Separately, Verizon has notified noteholders that MCI is exercising its right to redeem both series of Senior Notes prior to maturity under the optional redemption procedures provided in the indentures. The 6.688% Notes will be redeemed on March 1, 2006, and the 7.735% Notes will be redeemed on Feb. 16, 2006.
The redemption agent is Citibank, N.A.
Later this month, Verizon expects to announce the actions that it will take with respect to the remaining series of outstanding MCI senior notes -- MCI, Inc. $1.983 billion aggregate principal amount of 5.908% Senior Notes Due 2007.
Verizon intends to complete the refinancing of MCI's long-term debt by the end of the first quarter using a combination of cash and other capital sources.
Verizon Communications Inc. (NYSE:VZ), a Dow 30 company, is a leader in delivering broadband and other communication innovations to wireline and wireless customers. Verizon operates America's most reliable wireless network, serving 49.3 million customers nationwide; one of the most expansive wholly-owned global IP networks; and one of the nation's premier wireline networks, serving home, business and wholesale customers. Based in New York, Verizon has a diverse workforce of approximately 250,000 and generates annual consolidated operating revenues of approximately $90 billion. For more information, visit www.verizon.com.
NOTE: This press release contains statements about expected future events and financial results that are forward-looking and subject to risks and uncertainties.
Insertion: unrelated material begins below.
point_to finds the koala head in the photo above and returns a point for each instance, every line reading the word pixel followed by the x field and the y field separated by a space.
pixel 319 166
For those statements, we claim the protection of the safe harbor for forward-looking statements contained in the Private Securities Litigation Reform Act of 1995. The following important factors could affect future results and could cause those results to differ materially from those expressed in the forward-looking statements: materially adverse changes in economic and industry conditions and labor matters, including workforce levels and labor negotiations, and any resulting financial and/or operational impact, in the markets served by us or by companies in which we have substantial investments; material changes in available technology; technology substitution; an adverse change in the ratings afforded our debt securities by nationally accredited ratings organizations; the final results of federal and state regulatory proceedings concerning our provision of retail and wholesale services and judicial review of those results; the effects of competition in our markets; the timing, scope and financial impacts of our deployment of fiber-to-the-premises broadband technology; the ability of Verizon Wireless to continue to obtain sufficient spectrum resources; changes in our accounting assumptions that regulatory agencies, including the SEC, may require or that result from changes in the accounting rules or their application, which could result in an impact on earnings; and the extent and timing of our ability to obtain revenue enhancements and cost savings following our business combination with MCI, Inc.